Wednesday, November 20, 2019

On Reaching Out

A couple of weeks ago, something happened to me that's never happened before. One afternoon, on a day when I was already recovering from a recent cold, I felt my chest tighten, the left side of my face being pulled by pain and I thought: my God, I think I'm having a heart attack.

It had been happening for most of that afternoon, but on the train after work, it became pronouncedly worse.  I wanted to go home and ignore it, but instead, I texted my son to say simply: Not feeling well. I'm going to the doctor. 

At Urgent Care, they discovered that my blood pressure was an alarming 180 over 130. Completely sky high for me, someone who doesn't have high blood pressure.  The EKG didn't seem to allay their concerns and they calmly suggested I let an ambulance take me to a hospital, at which point I burst into tears because as anyone who knows me knows that the first thought I had was: I don't have time for this. I am not someone who has heart attacks; I am someone who helps others who have heart attacks. 

Which -- I know before anyone says it -- is ridiculous.

But I went. Without going into all the details, there were many EKGs, bloodwork to check enzymes and a stress test. I stayed the night, met with a wonderful cardiologist from Australia and in the end was given a diagnosis: stress.

It was *not* the heart. It was a panic attack.

While on one hand, that's "good" -- no surgical intervention required -- the body was telling me something, something I was being forced to notice. And worse than that? The body was forcing something that now OTHERS would notice.  In my mind, there would be shaking heads and rolling eyes. A heart attack was bad enough -- but a NON-heart attack?? I felt ridiculous. I felt embarrassed. I was ashamed.

BUT...friends. There are friends. I have friends, and in all honesty, to paraphrase Lou Gehrig, I am the luckiest woman on the face of this earth.

What brought me back home to my mind *and* in my body were my friends.  They talked and texted me, telling me that whatever was going on with me was okay. REALLY okay. I felt chest pain and acted on it? GOOD CALL. I felt chest pain and learned it was a panic attack? GOOD CALL.  No differentiation, no judgement.

My guardian angel-across-the-street came right to the hospital with a phone charger because -- of course-- my phone was almost dead. She sat and talked, literally talking my blood pressure down, announcing the lower numbers as they dropped.

She was also the one who told me the next week that coincidentally, a male friend of hers casually came into her office and told her that a few days before, he'd thought he was having a heart attack.  He went to the emergency room, stayed overnight for tests and learned it was a panic attack. No big deal. NO big deal, she said. He wasn't ashamed; it was just what happened. He'd gotten information and was glad he did.

It is in that spirit that I wrote today's blog. I have been thinking about it for the last couple of weeks. I have been open about other life events in the interest of demystifying them and validating experiences, particularly around those that women historically don't talk about: miscarriages, post-partum depression.

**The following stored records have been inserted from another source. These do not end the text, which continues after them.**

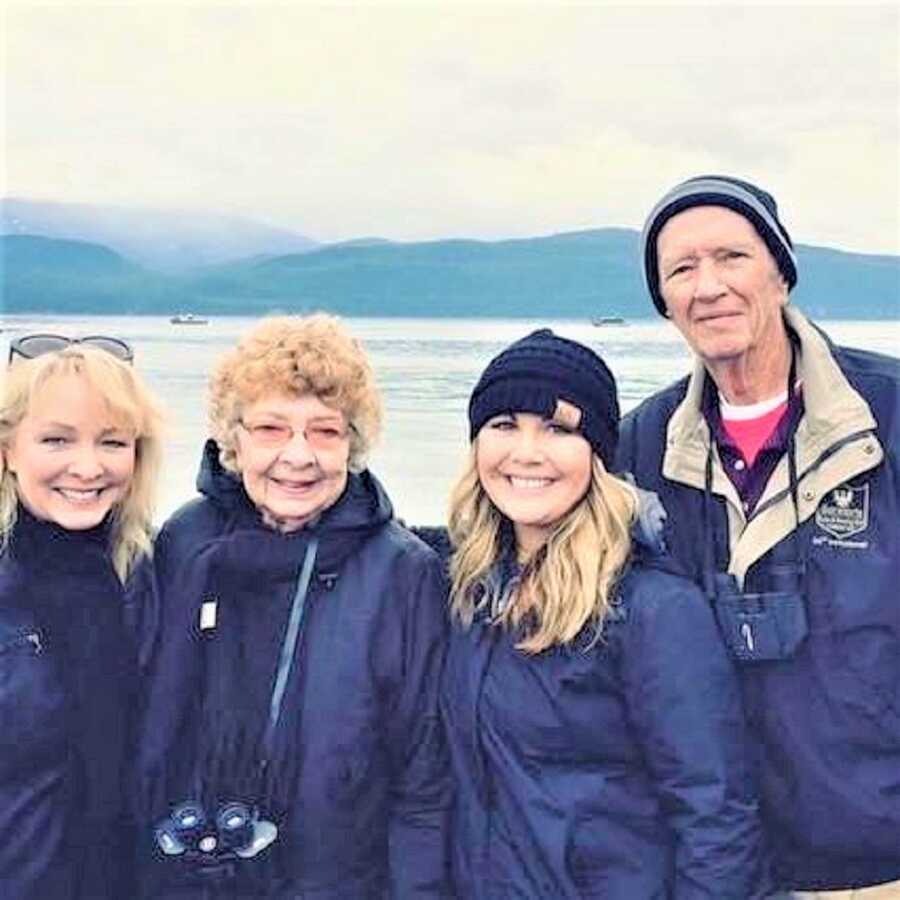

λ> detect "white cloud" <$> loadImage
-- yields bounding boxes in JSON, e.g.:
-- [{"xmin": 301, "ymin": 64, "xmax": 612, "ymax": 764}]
[{"xmin": 5, "ymin": 0, "xmax": 900, "ymax": 253}]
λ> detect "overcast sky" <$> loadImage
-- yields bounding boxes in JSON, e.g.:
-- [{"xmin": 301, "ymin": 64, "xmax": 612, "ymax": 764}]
[{"xmin": 3, "ymin": 0, "xmax": 900, "ymax": 253}]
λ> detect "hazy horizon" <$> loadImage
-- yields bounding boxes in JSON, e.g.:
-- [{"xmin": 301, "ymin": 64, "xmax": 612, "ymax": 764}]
[{"xmin": 0, "ymin": 6, "xmax": 900, "ymax": 255}]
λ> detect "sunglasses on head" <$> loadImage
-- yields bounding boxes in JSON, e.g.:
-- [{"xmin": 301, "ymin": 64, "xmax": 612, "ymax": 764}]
[{"xmin": 8, "ymin": 334, "xmax": 134, "ymax": 363}]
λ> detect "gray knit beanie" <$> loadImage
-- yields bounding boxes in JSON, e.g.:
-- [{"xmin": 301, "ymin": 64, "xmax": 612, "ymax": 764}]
[{"xmin": 641, "ymin": 175, "xmax": 797, "ymax": 316}]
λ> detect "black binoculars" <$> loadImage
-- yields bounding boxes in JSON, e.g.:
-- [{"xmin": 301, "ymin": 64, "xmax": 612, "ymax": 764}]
[{"xmin": 154, "ymin": 800, "xmax": 278, "ymax": 862}]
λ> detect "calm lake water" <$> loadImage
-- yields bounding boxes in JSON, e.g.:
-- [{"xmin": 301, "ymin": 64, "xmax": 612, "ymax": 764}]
[{"xmin": 0, "ymin": 316, "xmax": 900, "ymax": 524}]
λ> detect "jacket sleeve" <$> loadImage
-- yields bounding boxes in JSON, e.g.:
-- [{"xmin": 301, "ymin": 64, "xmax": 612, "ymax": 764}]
[
  {"xmin": 622, "ymin": 570, "xmax": 769, "ymax": 900},
  {"xmin": 388, "ymin": 548, "xmax": 451, "ymax": 900}
]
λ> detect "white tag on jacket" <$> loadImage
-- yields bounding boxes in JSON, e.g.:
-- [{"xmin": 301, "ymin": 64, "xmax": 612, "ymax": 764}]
[{"xmin": 200, "ymin": 600, "xmax": 218, "ymax": 631}]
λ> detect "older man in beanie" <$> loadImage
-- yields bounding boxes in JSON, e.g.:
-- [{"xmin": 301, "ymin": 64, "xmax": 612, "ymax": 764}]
[{"xmin": 618, "ymin": 176, "xmax": 900, "ymax": 898}]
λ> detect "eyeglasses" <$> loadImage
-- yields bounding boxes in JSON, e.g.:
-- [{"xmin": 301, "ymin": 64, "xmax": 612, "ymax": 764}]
[
  {"xmin": 7, "ymin": 334, "xmax": 134, "ymax": 363},
  {"xmin": 238, "ymin": 421, "xmax": 353, "ymax": 450}
]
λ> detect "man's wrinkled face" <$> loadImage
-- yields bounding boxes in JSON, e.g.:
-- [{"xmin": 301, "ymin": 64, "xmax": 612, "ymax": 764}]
[{"xmin": 656, "ymin": 206, "xmax": 787, "ymax": 363}]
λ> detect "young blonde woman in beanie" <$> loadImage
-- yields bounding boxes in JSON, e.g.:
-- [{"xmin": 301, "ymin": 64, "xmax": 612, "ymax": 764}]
[{"xmin": 432, "ymin": 330, "xmax": 766, "ymax": 900}]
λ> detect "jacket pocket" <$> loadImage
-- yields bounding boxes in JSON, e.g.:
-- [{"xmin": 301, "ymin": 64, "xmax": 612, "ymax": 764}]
[
  {"xmin": 714, "ymin": 575, "xmax": 809, "ymax": 663},
  {"xmin": 0, "ymin": 625, "xmax": 65, "ymax": 772}
]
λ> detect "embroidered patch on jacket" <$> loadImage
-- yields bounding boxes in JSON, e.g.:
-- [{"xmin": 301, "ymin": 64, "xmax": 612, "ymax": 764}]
[{"xmin": 816, "ymin": 484, "xmax": 869, "ymax": 541}]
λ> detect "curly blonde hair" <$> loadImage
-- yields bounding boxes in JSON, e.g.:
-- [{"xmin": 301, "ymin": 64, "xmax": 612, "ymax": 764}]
[
  {"xmin": 209, "ymin": 313, "xmax": 382, "ymax": 473},
  {"xmin": 0, "ymin": 344, "xmax": 162, "ymax": 582},
  {"xmin": 449, "ymin": 450, "xmax": 637, "ymax": 653}
]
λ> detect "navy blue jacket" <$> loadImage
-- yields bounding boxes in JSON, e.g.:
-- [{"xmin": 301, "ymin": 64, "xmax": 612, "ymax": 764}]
[
  {"xmin": 422, "ymin": 528, "xmax": 767, "ymax": 900},
  {"xmin": 133, "ymin": 443, "xmax": 450, "ymax": 900},
  {"xmin": 0, "ymin": 508, "xmax": 135, "ymax": 900},
  {"xmin": 618, "ymin": 308, "xmax": 900, "ymax": 890}
]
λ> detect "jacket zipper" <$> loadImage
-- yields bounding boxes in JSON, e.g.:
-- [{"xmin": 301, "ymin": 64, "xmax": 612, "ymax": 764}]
[{"xmin": 262, "ymin": 537, "xmax": 319, "ymax": 766}]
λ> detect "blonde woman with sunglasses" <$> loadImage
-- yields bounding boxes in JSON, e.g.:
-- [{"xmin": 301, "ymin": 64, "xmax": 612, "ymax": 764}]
[
  {"xmin": 131, "ymin": 315, "xmax": 449, "ymax": 900},
  {"xmin": 0, "ymin": 335, "xmax": 160, "ymax": 900}
]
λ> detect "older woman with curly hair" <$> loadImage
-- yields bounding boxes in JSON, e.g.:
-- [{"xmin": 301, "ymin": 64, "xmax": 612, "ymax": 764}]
[
  {"xmin": 139, "ymin": 314, "xmax": 449, "ymax": 900},
  {"xmin": 0, "ymin": 334, "xmax": 161, "ymax": 900}
]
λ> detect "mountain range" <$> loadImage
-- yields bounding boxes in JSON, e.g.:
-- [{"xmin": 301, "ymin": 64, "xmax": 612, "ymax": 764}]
[{"xmin": 0, "ymin": 201, "xmax": 900, "ymax": 319}]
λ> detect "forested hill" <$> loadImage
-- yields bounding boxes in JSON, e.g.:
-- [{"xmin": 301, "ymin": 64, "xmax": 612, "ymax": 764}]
[{"xmin": 0, "ymin": 228, "xmax": 900, "ymax": 319}]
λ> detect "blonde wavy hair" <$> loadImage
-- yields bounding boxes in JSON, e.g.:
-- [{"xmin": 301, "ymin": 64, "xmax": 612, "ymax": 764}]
[
  {"xmin": 209, "ymin": 313, "xmax": 382, "ymax": 473},
  {"xmin": 449, "ymin": 450, "xmax": 637, "ymax": 654},
  {"xmin": 0, "ymin": 345, "xmax": 162, "ymax": 582}
]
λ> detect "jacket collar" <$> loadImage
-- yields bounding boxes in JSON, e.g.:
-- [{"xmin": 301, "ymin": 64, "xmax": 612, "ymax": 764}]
[{"xmin": 663, "ymin": 306, "xmax": 876, "ymax": 492}]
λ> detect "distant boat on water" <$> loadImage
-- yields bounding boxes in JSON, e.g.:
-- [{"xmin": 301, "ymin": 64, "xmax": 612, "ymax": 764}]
[{"xmin": 169, "ymin": 313, "xmax": 209, "ymax": 325}]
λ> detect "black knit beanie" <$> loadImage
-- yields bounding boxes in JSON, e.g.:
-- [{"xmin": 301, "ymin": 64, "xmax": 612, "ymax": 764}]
[
  {"xmin": 641, "ymin": 175, "xmax": 797, "ymax": 316},
  {"xmin": 469, "ymin": 328, "xmax": 619, "ymax": 468}
]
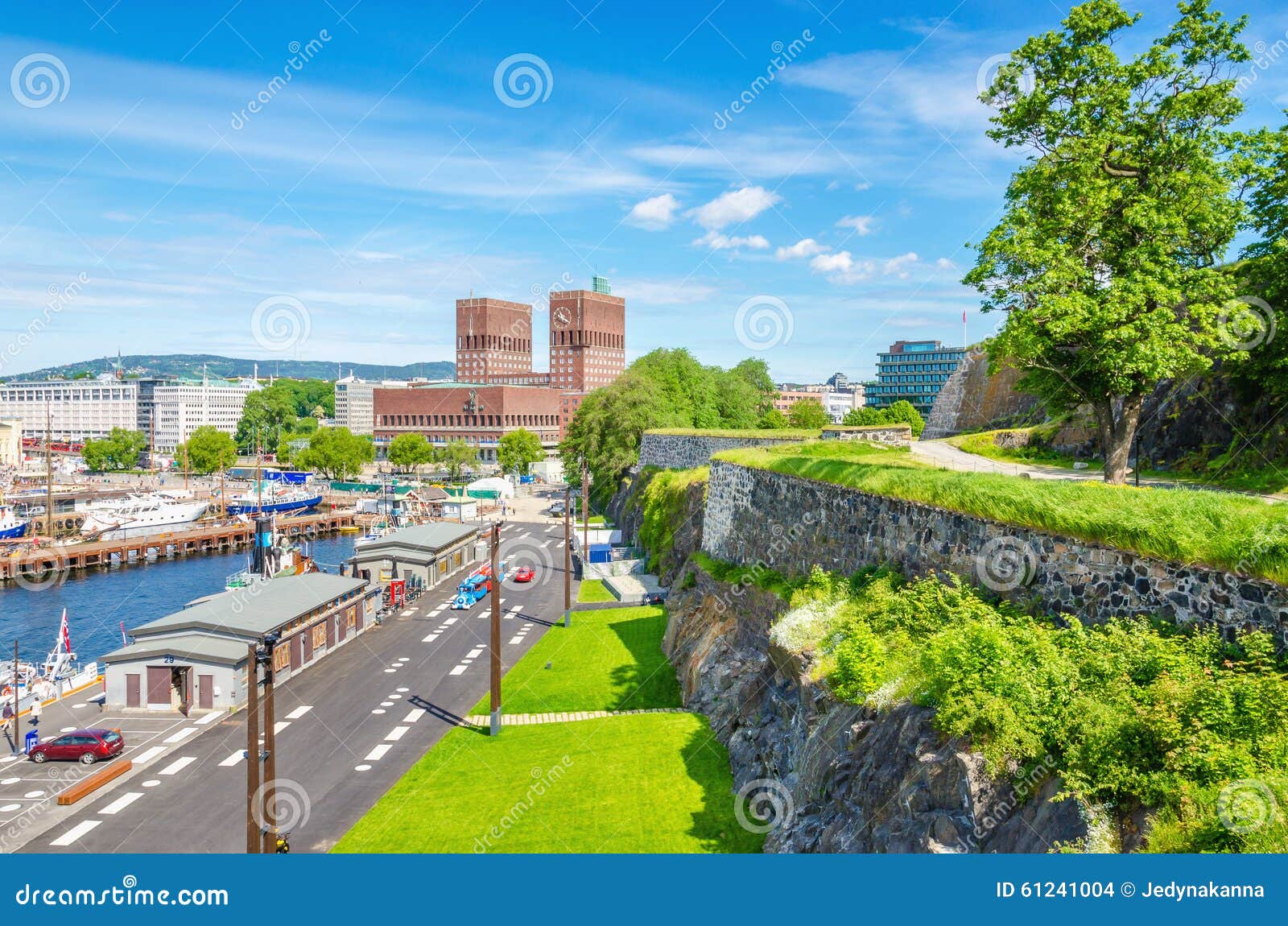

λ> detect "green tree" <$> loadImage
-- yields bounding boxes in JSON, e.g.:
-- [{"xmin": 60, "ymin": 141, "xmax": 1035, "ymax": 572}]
[
  {"xmin": 295, "ymin": 428, "xmax": 376, "ymax": 481},
  {"xmin": 388, "ymin": 434, "xmax": 434, "ymax": 470},
  {"xmin": 885, "ymin": 399, "xmax": 926, "ymax": 438},
  {"xmin": 841, "ymin": 406, "xmax": 886, "ymax": 428},
  {"xmin": 436, "ymin": 439, "xmax": 479, "ymax": 479},
  {"xmin": 496, "ymin": 428, "xmax": 546, "ymax": 475},
  {"xmin": 81, "ymin": 428, "xmax": 148, "ymax": 473},
  {"xmin": 964, "ymin": 0, "xmax": 1248, "ymax": 483},
  {"xmin": 175, "ymin": 425, "xmax": 237, "ymax": 475},
  {"xmin": 756, "ymin": 408, "xmax": 791, "ymax": 430},
  {"xmin": 787, "ymin": 399, "xmax": 832, "ymax": 430}
]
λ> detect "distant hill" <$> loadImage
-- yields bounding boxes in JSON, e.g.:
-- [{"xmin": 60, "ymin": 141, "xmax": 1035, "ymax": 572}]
[{"xmin": 6, "ymin": 354, "xmax": 456, "ymax": 380}]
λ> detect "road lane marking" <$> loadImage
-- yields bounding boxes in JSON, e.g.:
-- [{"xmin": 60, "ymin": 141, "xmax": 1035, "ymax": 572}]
[
  {"xmin": 157, "ymin": 756, "xmax": 197, "ymax": 775},
  {"xmin": 98, "ymin": 791, "xmax": 143, "ymax": 814},
  {"xmin": 130, "ymin": 746, "xmax": 165, "ymax": 765},
  {"xmin": 49, "ymin": 821, "xmax": 103, "ymax": 846}
]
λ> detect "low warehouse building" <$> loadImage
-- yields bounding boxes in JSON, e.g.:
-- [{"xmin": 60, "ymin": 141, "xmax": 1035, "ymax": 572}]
[
  {"xmin": 103, "ymin": 572, "xmax": 380, "ymax": 713},
  {"xmin": 349, "ymin": 522, "xmax": 485, "ymax": 587}
]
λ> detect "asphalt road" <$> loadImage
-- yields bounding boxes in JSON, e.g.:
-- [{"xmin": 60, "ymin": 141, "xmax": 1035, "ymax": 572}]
[{"xmin": 19, "ymin": 519, "xmax": 576, "ymax": 853}]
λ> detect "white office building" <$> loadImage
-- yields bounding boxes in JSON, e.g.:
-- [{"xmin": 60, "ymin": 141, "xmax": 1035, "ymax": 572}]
[
  {"xmin": 152, "ymin": 378, "xmax": 260, "ymax": 453},
  {"xmin": 0, "ymin": 374, "xmax": 139, "ymax": 443},
  {"xmin": 335, "ymin": 374, "xmax": 409, "ymax": 434}
]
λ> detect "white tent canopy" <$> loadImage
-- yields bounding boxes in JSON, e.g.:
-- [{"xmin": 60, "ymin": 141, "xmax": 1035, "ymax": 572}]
[{"xmin": 465, "ymin": 475, "xmax": 514, "ymax": 498}]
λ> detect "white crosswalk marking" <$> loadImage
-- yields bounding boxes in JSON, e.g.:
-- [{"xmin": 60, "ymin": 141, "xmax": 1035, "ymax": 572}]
[
  {"xmin": 98, "ymin": 791, "xmax": 143, "ymax": 814},
  {"xmin": 157, "ymin": 756, "xmax": 197, "ymax": 775},
  {"xmin": 49, "ymin": 821, "xmax": 103, "ymax": 846}
]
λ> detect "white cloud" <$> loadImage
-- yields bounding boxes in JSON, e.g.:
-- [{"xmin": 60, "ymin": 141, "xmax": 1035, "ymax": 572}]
[
  {"xmin": 689, "ymin": 187, "xmax": 782, "ymax": 229},
  {"xmin": 693, "ymin": 229, "xmax": 769, "ymax": 251},
  {"xmin": 774, "ymin": 238, "xmax": 828, "ymax": 260},
  {"xmin": 626, "ymin": 193, "xmax": 680, "ymax": 232},
  {"xmin": 881, "ymin": 251, "xmax": 917, "ymax": 279},
  {"xmin": 836, "ymin": 215, "xmax": 877, "ymax": 237}
]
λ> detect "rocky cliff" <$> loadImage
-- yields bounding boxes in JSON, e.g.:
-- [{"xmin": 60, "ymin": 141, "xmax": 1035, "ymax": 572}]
[{"xmin": 663, "ymin": 563, "xmax": 1088, "ymax": 853}]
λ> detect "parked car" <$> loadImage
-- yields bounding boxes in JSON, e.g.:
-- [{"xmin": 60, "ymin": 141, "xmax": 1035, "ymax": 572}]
[{"xmin": 27, "ymin": 729, "xmax": 125, "ymax": 765}]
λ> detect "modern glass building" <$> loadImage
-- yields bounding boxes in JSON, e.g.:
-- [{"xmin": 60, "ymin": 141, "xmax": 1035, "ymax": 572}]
[{"xmin": 867, "ymin": 341, "xmax": 966, "ymax": 417}]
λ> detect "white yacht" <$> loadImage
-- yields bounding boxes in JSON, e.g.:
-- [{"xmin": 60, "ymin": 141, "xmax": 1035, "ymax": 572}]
[{"xmin": 81, "ymin": 494, "xmax": 208, "ymax": 539}]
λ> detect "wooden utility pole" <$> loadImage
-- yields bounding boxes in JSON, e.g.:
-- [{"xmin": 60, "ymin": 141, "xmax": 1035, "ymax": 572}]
[
  {"xmin": 489, "ymin": 524, "xmax": 501, "ymax": 737},
  {"xmin": 564, "ymin": 486, "xmax": 572, "ymax": 627},
  {"xmin": 43, "ymin": 399, "xmax": 58, "ymax": 543},
  {"xmin": 246, "ymin": 643, "xmax": 262, "ymax": 855},
  {"xmin": 262, "ymin": 659, "xmax": 274, "ymax": 855}
]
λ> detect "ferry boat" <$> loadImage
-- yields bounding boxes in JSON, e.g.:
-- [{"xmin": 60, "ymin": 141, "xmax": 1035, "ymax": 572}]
[
  {"xmin": 0, "ymin": 608, "xmax": 98, "ymax": 713},
  {"xmin": 228, "ymin": 482, "xmax": 322, "ymax": 515},
  {"xmin": 0, "ymin": 505, "xmax": 31, "ymax": 539},
  {"xmin": 81, "ymin": 494, "xmax": 208, "ymax": 539}
]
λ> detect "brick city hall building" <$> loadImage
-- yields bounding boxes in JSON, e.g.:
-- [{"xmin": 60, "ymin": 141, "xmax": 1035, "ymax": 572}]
[{"xmin": 372, "ymin": 277, "xmax": 626, "ymax": 462}]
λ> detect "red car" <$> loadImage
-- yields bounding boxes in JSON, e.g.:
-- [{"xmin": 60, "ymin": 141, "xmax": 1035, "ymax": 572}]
[{"xmin": 27, "ymin": 730, "xmax": 125, "ymax": 765}]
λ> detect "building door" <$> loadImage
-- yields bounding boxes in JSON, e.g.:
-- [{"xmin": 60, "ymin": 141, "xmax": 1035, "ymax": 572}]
[{"xmin": 148, "ymin": 666, "xmax": 170, "ymax": 707}]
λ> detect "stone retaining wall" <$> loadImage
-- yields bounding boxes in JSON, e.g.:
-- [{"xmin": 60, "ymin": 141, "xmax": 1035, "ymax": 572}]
[{"xmin": 702, "ymin": 461, "xmax": 1288, "ymax": 644}]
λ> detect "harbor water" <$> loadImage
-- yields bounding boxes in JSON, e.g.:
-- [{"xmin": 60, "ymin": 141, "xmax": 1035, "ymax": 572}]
[{"xmin": 0, "ymin": 535, "xmax": 359, "ymax": 663}]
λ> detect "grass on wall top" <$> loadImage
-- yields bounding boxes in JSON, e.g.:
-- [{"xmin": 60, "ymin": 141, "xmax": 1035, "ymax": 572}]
[{"xmin": 713, "ymin": 440, "xmax": 1288, "ymax": 584}]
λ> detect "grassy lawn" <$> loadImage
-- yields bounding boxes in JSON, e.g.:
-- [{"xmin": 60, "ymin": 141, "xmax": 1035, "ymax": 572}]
[
  {"xmin": 333, "ymin": 713, "xmax": 764, "ymax": 853},
  {"xmin": 577, "ymin": 578, "xmax": 617, "ymax": 604},
  {"xmin": 473, "ymin": 606, "xmax": 681, "ymax": 713},
  {"xmin": 715, "ymin": 440, "xmax": 1288, "ymax": 582}
]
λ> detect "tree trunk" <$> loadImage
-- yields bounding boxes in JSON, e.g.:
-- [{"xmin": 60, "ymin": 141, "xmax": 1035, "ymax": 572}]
[{"xmin": 1095, "ymin": 393, "xmax": 1145, "ymax": 486}]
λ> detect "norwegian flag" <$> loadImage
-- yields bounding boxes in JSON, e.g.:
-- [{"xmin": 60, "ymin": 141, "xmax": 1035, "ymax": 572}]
[{"xmin": 58, "ymin": 608, "xmax": 72, "ymax": 653}]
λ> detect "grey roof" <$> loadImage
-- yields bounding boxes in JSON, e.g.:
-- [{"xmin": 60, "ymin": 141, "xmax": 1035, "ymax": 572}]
[
  {"xmin": 130, "ymin": 572, "xmax": 365, "ymax": 638},
  {"xmin": 103, "ymin": 634, "xmax": 247, "ymax": 666},
  {"xmin": 353, "ymin": 520, "xmax": 479, "ymax": 561}
]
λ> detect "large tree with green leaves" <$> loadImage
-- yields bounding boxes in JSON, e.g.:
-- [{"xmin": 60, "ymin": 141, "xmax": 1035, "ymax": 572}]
[
  {"xmin": 81, "ymin": 428, "xmax": 148, "ymax": 471},
  {"xmin": 496, "ymin": 428, "xmax": 546, "ymax": 475},
  {"xmin": 295, "ymin": 428, "xmax": 376, "ymax": 479},
  {"xmin": 966, "ymin": 0, "xmax": 1248, "ymax": 483},
  {"xmin": 175, "ymin": 425, "xmax": 237, "ymax": 475}
]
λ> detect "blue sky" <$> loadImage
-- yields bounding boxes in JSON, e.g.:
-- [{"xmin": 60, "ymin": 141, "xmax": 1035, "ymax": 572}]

I routinely tell new mothers to reach out immediately if they think they aren't feeling "the way they should" which is a pretty big sign. I realized that for mental health issues, it isn't as obvious. There may not be a "baby" to prompt the conversation.

SO I am putting it out there. I was caught off-guard by my body's response to life's stress. Once I got it, I responded and am responding in appropriate ways -- care from doctors and therapist, accepting compassion from friends and family, and most importantly; paying attention to my mental health.

My Irish angel IS right; there is NOTHING to be ashamed of.  Nothing.  

Your encore for today? Check in with yourself. Feeling pain, whether a broken bone or a broken spirit, it's all valid. Talking this over with my co-workers, I said something that they said I should embroider somewhere: The body doesn't lie. It's truth.. You may not need a stent or bypass surgery. That doesn't mean you don't need care. You deserve care, no matter what.

Peace.






4 comments:

  1. Thank you Leslie. Your story is so well told and helps me understand how I could find myself in a similar situation and struggle with similar feelings of guilt over seeking care. Your closing words will stay with me: "You may not need a stent or bypass surgery. That doesn't mean you don't need care. You deserve care, no matter what."